The fateful meeting of the Syrian opposition coalition had been delayed while desperate efforts were made to persuade back more than 40 delegates who had walked out. The advocates of going to Geneva wanted to mobilise a display of unity and purpose to back the negotiating team.
Their fear was that, otherwise, it would start off looking weak, and with big questions about its claims to represent even the opposition political leadership, far less the fighting forces on the ground and the Syrian people as a whole.
That looks like being the case. The 58 members who said Yes made up a good majority of the 73 who voted, but it's less than half of the body's 120 members. The onus on those going to Geneva will be to produce convincing results, and that is far beyond their own control.
The coalition had no choice but to go. Its Western backers made it clear that if it said No, they would not be able to continue supporting it.
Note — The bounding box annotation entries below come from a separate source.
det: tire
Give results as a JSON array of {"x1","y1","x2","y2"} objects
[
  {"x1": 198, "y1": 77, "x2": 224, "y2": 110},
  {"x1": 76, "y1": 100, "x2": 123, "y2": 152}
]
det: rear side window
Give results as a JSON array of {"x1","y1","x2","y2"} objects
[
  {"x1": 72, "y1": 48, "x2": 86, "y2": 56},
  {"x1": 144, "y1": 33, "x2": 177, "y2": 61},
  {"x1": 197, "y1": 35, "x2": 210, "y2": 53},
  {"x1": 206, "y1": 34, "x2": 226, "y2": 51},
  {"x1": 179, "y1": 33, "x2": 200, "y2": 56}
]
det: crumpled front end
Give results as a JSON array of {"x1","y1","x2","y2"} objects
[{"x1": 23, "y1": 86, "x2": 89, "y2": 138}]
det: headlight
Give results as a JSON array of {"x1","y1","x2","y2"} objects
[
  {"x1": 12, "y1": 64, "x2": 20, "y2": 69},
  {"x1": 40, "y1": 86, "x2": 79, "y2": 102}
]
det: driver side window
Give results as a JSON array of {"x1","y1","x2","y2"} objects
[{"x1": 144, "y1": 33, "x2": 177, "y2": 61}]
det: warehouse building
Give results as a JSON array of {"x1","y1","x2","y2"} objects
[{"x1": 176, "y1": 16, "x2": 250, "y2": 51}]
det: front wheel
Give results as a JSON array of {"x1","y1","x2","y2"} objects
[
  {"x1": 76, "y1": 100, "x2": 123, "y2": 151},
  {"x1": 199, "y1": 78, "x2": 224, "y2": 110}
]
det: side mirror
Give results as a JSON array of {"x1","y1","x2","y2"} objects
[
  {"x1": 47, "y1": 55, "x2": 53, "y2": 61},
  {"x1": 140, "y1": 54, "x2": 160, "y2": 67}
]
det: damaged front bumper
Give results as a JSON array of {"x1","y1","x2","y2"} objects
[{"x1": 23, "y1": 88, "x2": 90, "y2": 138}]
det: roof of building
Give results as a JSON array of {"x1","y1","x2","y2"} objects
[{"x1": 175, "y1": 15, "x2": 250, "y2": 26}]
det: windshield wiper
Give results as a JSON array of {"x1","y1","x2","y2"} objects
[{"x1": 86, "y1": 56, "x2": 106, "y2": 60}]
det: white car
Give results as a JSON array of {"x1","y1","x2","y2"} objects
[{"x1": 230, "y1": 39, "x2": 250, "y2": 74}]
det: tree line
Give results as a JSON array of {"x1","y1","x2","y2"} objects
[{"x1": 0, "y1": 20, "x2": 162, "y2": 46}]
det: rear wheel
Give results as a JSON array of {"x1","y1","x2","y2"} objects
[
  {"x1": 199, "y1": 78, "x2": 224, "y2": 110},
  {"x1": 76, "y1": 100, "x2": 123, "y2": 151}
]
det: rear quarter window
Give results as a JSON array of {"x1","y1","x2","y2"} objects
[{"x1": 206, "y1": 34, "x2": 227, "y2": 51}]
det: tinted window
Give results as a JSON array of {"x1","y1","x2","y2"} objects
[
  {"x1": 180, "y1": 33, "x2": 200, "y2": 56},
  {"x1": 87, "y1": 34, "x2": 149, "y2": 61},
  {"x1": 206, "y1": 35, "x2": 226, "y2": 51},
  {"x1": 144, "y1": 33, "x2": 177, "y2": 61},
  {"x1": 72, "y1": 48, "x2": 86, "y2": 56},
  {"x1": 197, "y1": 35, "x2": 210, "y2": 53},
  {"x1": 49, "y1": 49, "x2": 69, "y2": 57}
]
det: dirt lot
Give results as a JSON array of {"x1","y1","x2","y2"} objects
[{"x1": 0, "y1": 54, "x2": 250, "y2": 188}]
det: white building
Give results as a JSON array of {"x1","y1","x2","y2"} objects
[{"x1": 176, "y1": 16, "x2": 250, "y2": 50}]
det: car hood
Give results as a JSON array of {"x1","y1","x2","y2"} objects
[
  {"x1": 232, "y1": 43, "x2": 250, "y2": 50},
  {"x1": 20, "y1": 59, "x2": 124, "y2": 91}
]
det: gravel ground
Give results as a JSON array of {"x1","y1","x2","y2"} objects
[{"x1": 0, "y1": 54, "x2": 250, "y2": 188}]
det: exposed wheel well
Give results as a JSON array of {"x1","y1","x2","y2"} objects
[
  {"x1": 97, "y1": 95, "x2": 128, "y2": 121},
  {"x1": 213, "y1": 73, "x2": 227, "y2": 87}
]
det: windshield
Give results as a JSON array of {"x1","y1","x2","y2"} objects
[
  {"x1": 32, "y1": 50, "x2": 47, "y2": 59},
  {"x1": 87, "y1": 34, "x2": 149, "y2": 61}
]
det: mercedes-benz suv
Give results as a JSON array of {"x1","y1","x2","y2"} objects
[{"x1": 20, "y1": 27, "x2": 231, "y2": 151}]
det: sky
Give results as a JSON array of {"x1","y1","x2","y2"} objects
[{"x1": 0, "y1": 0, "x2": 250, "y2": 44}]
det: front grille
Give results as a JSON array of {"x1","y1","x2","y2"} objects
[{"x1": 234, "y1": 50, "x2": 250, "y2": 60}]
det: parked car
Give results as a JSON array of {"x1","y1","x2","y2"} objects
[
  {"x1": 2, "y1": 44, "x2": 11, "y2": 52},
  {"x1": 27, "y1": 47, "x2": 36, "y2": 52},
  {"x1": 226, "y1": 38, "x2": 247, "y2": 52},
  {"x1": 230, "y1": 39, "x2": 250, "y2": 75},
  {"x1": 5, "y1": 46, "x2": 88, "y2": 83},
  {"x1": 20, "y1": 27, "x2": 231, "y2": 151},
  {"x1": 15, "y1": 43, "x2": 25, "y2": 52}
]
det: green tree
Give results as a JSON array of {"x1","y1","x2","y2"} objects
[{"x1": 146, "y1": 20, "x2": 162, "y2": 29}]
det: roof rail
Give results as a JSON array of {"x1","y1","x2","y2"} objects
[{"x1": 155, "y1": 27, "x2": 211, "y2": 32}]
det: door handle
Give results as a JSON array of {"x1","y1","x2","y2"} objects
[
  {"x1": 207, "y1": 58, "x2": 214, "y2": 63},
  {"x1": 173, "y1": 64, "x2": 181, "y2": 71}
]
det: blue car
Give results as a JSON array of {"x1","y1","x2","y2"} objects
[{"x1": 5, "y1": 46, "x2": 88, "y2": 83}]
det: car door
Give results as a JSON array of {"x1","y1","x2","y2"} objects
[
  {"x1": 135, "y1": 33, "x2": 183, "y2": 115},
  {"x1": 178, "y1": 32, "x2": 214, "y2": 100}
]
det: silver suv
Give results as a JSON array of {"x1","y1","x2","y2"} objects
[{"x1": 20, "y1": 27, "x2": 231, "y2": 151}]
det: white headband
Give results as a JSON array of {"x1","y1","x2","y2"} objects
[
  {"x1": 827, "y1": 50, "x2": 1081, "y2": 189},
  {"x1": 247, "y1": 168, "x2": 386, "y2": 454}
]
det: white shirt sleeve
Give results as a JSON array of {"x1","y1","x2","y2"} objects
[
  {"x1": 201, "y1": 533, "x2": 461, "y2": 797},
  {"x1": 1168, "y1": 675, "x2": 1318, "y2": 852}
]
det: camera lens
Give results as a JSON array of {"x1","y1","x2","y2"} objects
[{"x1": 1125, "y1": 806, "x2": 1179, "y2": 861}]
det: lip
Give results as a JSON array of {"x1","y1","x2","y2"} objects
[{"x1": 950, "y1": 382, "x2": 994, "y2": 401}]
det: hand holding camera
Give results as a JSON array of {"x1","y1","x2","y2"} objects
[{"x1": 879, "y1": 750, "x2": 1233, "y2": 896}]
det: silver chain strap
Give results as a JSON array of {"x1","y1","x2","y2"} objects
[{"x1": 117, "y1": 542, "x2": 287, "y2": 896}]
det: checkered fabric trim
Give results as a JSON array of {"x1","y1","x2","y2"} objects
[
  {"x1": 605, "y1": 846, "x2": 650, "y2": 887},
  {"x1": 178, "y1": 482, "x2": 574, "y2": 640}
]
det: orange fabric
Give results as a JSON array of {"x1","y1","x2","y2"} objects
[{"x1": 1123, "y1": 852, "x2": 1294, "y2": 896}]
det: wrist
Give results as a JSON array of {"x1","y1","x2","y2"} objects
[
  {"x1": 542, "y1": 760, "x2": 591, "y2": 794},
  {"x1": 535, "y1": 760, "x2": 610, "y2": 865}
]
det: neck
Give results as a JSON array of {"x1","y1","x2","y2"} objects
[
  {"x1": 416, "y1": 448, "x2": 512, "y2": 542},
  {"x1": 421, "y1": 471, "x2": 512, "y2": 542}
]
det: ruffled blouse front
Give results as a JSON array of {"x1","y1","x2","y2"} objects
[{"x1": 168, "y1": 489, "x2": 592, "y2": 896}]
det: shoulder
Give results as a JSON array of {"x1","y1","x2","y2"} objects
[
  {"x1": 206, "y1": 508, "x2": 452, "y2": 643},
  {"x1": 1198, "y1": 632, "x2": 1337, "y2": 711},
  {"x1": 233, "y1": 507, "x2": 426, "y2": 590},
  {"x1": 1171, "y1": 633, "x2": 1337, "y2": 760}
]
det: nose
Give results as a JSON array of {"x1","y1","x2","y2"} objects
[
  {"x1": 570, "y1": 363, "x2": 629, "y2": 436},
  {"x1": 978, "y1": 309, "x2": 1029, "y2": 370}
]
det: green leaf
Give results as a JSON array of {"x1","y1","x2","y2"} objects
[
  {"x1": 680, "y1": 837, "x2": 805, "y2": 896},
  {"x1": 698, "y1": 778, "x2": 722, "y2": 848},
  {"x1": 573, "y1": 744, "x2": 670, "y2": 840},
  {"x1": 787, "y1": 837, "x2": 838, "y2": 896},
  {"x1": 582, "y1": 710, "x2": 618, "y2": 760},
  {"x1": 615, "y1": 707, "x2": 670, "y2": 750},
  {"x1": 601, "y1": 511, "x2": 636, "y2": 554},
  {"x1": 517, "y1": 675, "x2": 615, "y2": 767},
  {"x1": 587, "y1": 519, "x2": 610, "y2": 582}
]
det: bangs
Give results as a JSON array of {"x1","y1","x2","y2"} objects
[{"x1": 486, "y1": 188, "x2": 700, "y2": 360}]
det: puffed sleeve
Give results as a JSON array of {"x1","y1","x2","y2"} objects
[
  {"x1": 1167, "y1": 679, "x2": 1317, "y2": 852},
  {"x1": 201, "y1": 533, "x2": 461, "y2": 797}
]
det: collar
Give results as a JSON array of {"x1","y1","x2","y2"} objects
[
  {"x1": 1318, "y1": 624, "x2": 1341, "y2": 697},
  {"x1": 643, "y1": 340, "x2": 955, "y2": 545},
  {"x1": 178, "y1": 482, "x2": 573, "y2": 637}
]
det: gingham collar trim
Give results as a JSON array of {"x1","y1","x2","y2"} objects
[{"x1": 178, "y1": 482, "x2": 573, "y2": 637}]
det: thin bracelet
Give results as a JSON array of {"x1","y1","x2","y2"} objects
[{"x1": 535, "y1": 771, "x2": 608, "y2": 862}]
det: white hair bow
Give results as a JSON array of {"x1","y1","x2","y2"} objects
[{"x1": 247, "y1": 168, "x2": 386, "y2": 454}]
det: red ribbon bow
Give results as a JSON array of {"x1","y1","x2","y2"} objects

They were damned if they did, and doomed if they didn't.
An estimated two million people have fled the country and some 6.5 million have been internally displaced.'Essential process'
Of the delegates who voted, 58 were in favour, 14 were against, while one abstained.
The coalition's leader, Ahmad Jarba, said it was going to the talks "without any bargain regarding the principles of the revolution and we will not be cheated by [President Bashar al-] Assad's regime".
"The negotiating table for us is a track toward achieving the demands of the revolution - at the top of them, removing the butcher from power," he said.
Mr Kerry said in a statement: "This is a courageous vote in the interests of all the Syrian people who have suffered so horribly under the brutality of the Assad regime and a civil war without end."
UK Foreign Secretary William Hague also praised the SNC's "difficult decision", adding: "As I have said many times, any mutually agreed settlement means that Assad can play no role in Syria's future."
The BBC's Jim Muir in Beirut says Western powers will be relieved at the vote, although it is less than the display of unanimity the advocates of the talks had hoped for.
Syrian opposition figures had earlier expressed reluctance to go to Switzerland unless President Assad was excluded from any future transitional government.
Syria says there cannot be any pre-conditions.
Last week, Syria's National Reconciliation Minister Ali Haidar said no-one should expect a breakthrough at the talks, adding: "The solution has begun and will continue through the military triumph of the state."
However, Syria on Friday did offer a prisoner exchange with rebels and Foreign Minister Walid Muallem said he had also presented a ceasefire plan for the second city of Aleppo during talks with his Russian counterpart, Sergei Lavrov.
In another possible gesture of goodwill, the Syrian government allowed the first aid in months to be delivered to the besieged Palestinian refugee camp of Yarmouk in Damascus on Saturday.
Mr Kerry had previously urged the opposition to join the 22 January talks, arguing that they were aimed at establishing a process necessary for the formation of a transitional governing body in Syria.
Mr Lavrov is keen for Iran to be part of the peace talks, but Mr Kerry has said that Tehran must first agree to the Geneva I communique which calls for a political transition in Syria.